Self-Supervised Bootstrapping of Action-Predictive Embodied Reasoning

Milan Ganai^1,♫, Katie Luo^1,♫, Jonas Frey^1,2, Clark Barrett¹, Marco Pavone^1,3

¹Stanford, ²UC Berkeley, ³NVIDIA

^♫Equal Contribution

Robotics: Science and Systems (RSS) 2026

R&B-EnCoRe generates diverse embodied reasoning primitives and refines them based on action-prediction information benefit, bootstrapping policy performance by retraining on self-refined traces that reveal effective, embodiment-specific strategies. By distilling visual and semantic knowledge to construct action-predictive embodied reasoning data, the framework significantly improves VLA task success while producing more efficient Chain-of-Thought traces across manipulation, legged navigation, and autonomous driving.

Abstract

Embodied Chain-of-Thought (CoT) reasoning has significantly enhanced Vision-Language-Action (VLA) models, yet current methods rely on rigid templates to specify reasoning primitives (e.g., objects in the scene, high-level plans, structural affordances). These templates can force policies to process irrelevant information that distracts from critical action-prediction signals. This creates a bottleneck: without successful policies, we cannot verify reasoning quality; without quality reasoning, we cannot build robust policies.

We introduce R&B-EnCoRe, Refine and Bootstrap Embodiment-specific Chain-of-Thought Reasoning, which enables models to bootstrap embodied reasoning from internet-scale knowledge through self-supervised refinement. By treating reasoning as a latent variable within importance-weighted variational inference, models can generate and distill a refined reasoning training dataset of embodiment-specific strategies without external rewards, verifiers, or human annotation.

We validate R&B-EnCoRe across manipulation (Franka Panda in simulation, WidowX in hardware), legged navigation (bipedal, wheeled, bicycle, quadruped), and autonomous driving embodiments using various VLA architectures with 1B, 4B, 7B, and 30B parameters.

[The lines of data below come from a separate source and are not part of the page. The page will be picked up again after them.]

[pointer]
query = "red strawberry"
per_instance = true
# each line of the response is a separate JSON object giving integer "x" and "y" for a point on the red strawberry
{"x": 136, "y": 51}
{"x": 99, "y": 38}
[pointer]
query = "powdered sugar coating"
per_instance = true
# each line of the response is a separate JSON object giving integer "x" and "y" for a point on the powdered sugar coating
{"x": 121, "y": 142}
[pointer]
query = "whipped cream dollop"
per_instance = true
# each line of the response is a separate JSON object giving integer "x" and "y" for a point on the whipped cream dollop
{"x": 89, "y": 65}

Our approach achieves 28% gains in manipulation success, 101% improvement in navigation scores, and 21% reduction in collision-rate metric over models that indiscriminately reason about all available primitives. R&B-EnCoRe enables models to distill reasoning that is predictive of successful control, bypassing manual annotation engineering while grounding internet-scale knowledge in physical execution.

+28%

Manipulation Success Rate

+101%

Legged Navigation Score

−21%

Autonomous Driving Collision Rate

Discovered Reasoning Distributions

R&B-EnCoRe autonomously discovers distinct, interpretable reasoning distributions tailored to each embodiment — without any external supervision, reward signals, or human annotation. Rather than applying a single "one-size-fits-all" template, the framework identifies which reasoning primitives are genuinely predictive of successful control for each embodiment and task type.

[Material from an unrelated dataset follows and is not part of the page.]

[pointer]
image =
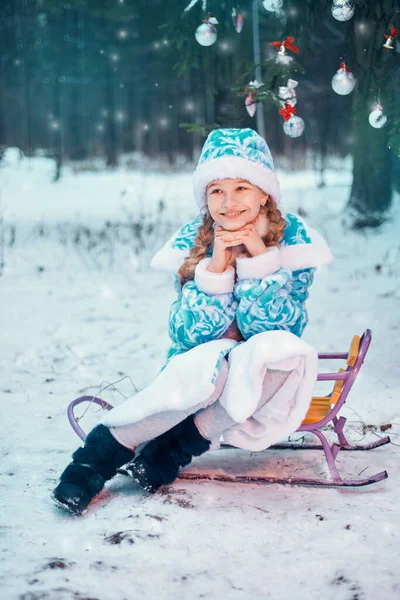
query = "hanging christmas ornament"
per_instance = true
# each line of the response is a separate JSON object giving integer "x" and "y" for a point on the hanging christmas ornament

Reasoning primitive distributions across embodiments

Reasoning primitive distributions across domains. (a) Manipulation: differences between Franka Panda (simulation) and WidowX (hardware) — notably in Visible Objects, Move Explain, and Subtask Explain. Concise Move and Gripper Position primitives dominate, while verbose explanations and distracting details are pruned. (b) Legged navigation: structural affordances are consistently critical across all four embodiments (bipedal, wheeled, bicycle, quadruped); counterfactual reasoning is selectively used. (c) Autonomous driving: reasoning concentrates on mission goals and constraints in the form of notable and collidable objects.

Manipulation

WidowX Hardware Demonstrations

We evaluate R&B-EnCoRe on a WidowX robot arm using the Bridge v2 dataset with a 7B-parameter OpenVLA. Experiments span three task categories: in-distribution, OOD target objects (novel grasp targets), and OOD scenes with distractions (cluttered environments). R&B-EnCoRe's refined reasoning is robust to out-of-distribution shifts where reasoning with all primitives baselines degrade significantly.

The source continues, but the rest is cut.